Unlike T. N. Seshan, when you meet Vinod Rai, the current Comptroller and Auditor General of India, he comes across as a very suave and soft-spoken bureaucrat. At the recent convocation ceremony of our graduating students, when our institute’s Director Dr. M. K. Chaudhuri challenges Vinod Rai and says that he isn’t bold enough like Mr. Seshan and is not as strongly taking the government head-on as he should, he very firmly says that he is doing what he is constitutionally allowed to do. So what does Vinod Rai have to say about Pranab Mukherjee’s public snub that 90% of CAG findings are dropped in the first stage? “Yes, Mr. Mukherjee is right in some sense. CAG raises questions and it’s true that a large proportion of issues do get answered to our satisfaction in the very first stage,” he says very politely, yet very firmly; and at no point in any self-doubt about whether he was doing less than he should be. Does this sound slightly lame? Perhaps. Specially because, being slightly aggressive about such issues myself, I might have personally liked Vinod Rai to stretch his constitutional limits slightly more, redefine them, and take the government head-on perhaps more loudly. But then all human beings don’t have the same approach to dealing with identical issues. Our current election commissioner Dr. S. Y. Quraishi is a very soft-spoken, music loving man; but he is the man behind bringing democracy to the killing fields of Bihar, Bengal and UP! Similarly, Vinod Rai is a man who again is soft-spoken, abhorring the limelight, but doing his work with amazing sincerity, courage and commitment. Similar to what T. N. Seshan did with the Election Commission, Rai has made CAG a household name in India and a body that Indians are now looking up to with respect to exposing our government’s corrupt practices! Today, our government fears his reports like nothing else, for in these days of heightened social activism and rampant corruption, those are CAG reports that are giving the maximum ammunition to critics of the government. So what is the CAG authority doing and why is its role so important? Well, CAG is bringing to public the sham and the shame behind India’s Blood Billionaires – the saga of corruption and transfer of national wealth into private hands at the cost of the tax payers’ money and the country’s national interests.
 
What exactly do I mean?
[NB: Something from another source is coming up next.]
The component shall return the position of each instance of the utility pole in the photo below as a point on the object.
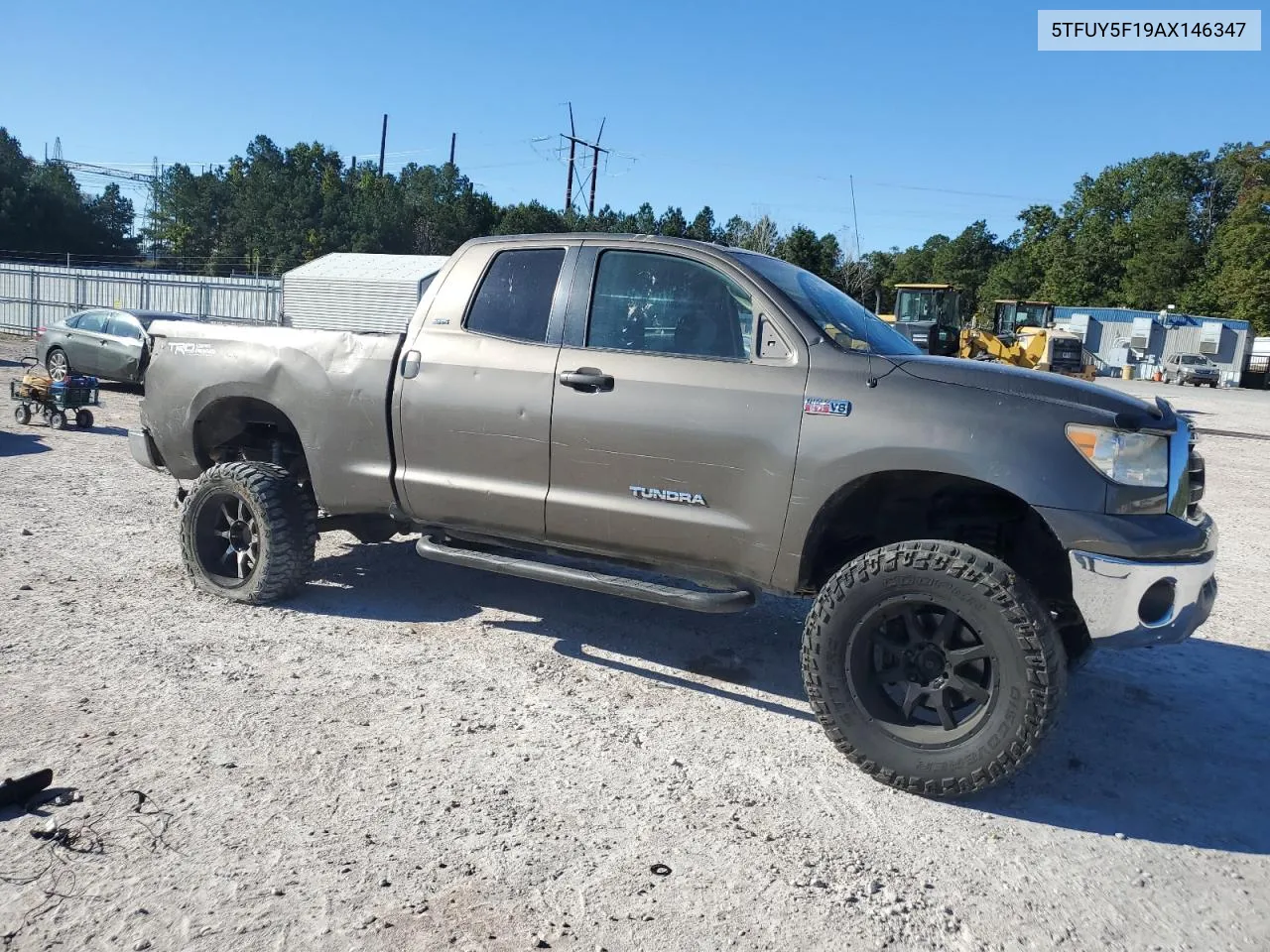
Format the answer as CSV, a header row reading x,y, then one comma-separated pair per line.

Well, the annual Forbes billionaires’ list now regularly features a significant number of Indian businessmen (almost 30 plus) with an accumulated worth that’s a staggering USD 200 billion plus (almost 15% of what the entire Indian population earns in a year). In fact, of these billionaires, three of the names also appear regularly in the top 20 of the global rich! The only other economy that outscores India still on these parameters is USA, which still has one or two more billionaires in the said list. Today, India is the only Asian economy to have so many billionaires in that list; next to it is Japan, with a history of many years of stupendous national development! How did this awesome Indian miracle happen? When I go abroad, this intrigues everyone! They are amazed that while billionaires like Bill Gates, Warren Buffett and others have made their fortunes after years of investing in brand building, R&D and by painstakingly focusing on capturing international markets, we have managed so many billionaires without having any brand in the international markets. Look at the BusinessWeek-Interbrand survey of the world’s 100 top brands – not one is Indian. That kind of explains the story. While the Japanese, French, Swiss, Germans, Italians and the likes get beaten hands down in the billionaires’ lists by Indians, they are the ones who dominate the top brands’ lists... and of course, not to forget the Americans, who spent a hundred years competing in the global markets, creating brands, investing massively in R&D, losing out to competition, fighting back again, and finally creating wealth and billionaires. Then how are the Indians dominating the various lists of global billionaires? The answer is quite simple actually – Indians are there right at the top within these lists purely through scams, loot and the criminal transfer of national wealth into private hands… consequently ensuring mindboggling market capitalisation for their companies and the billionaire status for them; and all this without churning out a ‘single’ global brand or product! Yes, that’s the truth!!!
 
After Independence, our industrialists were given a monopoly market to operate in, thanks to the bureaucratic system of bribery-driven work culture we created. Over the years, the private sector industrialists were further helped by the government (after more quid pro quo greasing of palms by these industrialists) in amassing additional wealth and profits by allowing them to buy public sector products – like, say, steel – at subsidised prices, while these very private companies sold the finished products – like, say, buses and tractors – in the markets at the market price. Thus, real and potential profits and wealth of the PSUs were transferred to private sector balance sheets without flinching; and at the same time, PSUs were branded loss-making failures! This was the first phase of growth for our Indian business houses, giving rise to monopolies and fraudulent rupee billionaires. Since this first experiment kept us a third world and third class country, the second phase of growth started post liberalisation.